There are many options available for the treatment of acne. Over-the-counter options include Benzoyl Peroxide, Salicylic Acid, and Sulfur topical medications that can come as creams or washes. In addition, devices such as the Clarisonic cleansing brush or home LED therapy can also be useful. These options may be helpful to some patients with acne, but often these treatments do not work, and this is when prescription medications and in-office procedures are best for the treatment of acne.

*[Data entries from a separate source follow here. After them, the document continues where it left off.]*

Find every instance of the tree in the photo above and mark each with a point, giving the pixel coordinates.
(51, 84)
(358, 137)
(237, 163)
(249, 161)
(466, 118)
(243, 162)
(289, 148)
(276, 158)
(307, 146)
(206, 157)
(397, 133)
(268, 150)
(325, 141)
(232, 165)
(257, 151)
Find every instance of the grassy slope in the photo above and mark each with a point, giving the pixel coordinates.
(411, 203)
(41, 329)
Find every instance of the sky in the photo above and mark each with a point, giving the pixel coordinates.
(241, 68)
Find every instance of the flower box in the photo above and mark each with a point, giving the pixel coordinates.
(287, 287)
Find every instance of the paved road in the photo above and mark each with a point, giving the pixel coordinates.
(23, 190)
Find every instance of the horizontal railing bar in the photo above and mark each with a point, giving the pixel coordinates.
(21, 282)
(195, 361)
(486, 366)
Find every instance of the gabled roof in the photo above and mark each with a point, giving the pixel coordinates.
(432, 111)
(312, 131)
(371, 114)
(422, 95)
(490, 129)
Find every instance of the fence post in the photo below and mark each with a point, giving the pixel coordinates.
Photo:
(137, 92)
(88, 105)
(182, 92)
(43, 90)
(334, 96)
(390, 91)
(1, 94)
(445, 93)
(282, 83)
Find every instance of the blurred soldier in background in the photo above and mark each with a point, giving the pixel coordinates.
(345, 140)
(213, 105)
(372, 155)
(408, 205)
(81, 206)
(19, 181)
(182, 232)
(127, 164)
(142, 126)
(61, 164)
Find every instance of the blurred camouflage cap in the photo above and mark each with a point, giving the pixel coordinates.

What types of prescription acne treatments are there?
There are two main categories of prescription acne treatments: topical medications and oral medications. Some patients do very well with only topical medications and other patients require a combination of both topical and oral (by mouth) medications.
Which topical acne medications are the best?
There are a variety of different types of topical medications. What is best for one patient may not be the best treatment for another; the ideal topical medication depends on a patient’s skin type and the type of acne that they have. Topical medications can be split into antibacterial medications and retinoids. Sometimes these two categories are even combined into one cream (such as Epiduo, Ziana and Veltin.) Common antibacterial ingredients include benzoyl peroxide, clindamycin and dapsone. Medications that use these ingredients include: Benzaclin, Duac, Acanya and Aczone. Retinoids are medications that prevent the microcomedone from forming, this is the initial lesion that develops into acne. Common retinoids are tretinoin, adapalene and tazarotene. Examples of medications that use these ingredients are Tazorac, Retin-A Micro, Atralin and Differin.
What type of oral medications are the best?
As with topical medications, there is no one oral medication that is superior. It depends on the patient and the type of acne that they have. Oral antibiotics, such as Doryx, Solodyn, doxycycline, minocycline, Bactrim and azithromycin are commonly used for patients with inflammatory acne lesions. Anti-androgen medications, such as Spironolactone, can be used for women with hormonally influenced acne. Accutane is an oral retinoid that is generally reserved for severe acne that does not respond to other treatments.
Are there any options beside medications for acne?
There are in-office procedures, such as Photodynamic Therapy (PDT), the Isolaz laser, medical facials and chemical peels that are very effective at treating acne. The best treatment regimens combine both medical treatments and in-office procedures, to treat the acne in many different ways at once.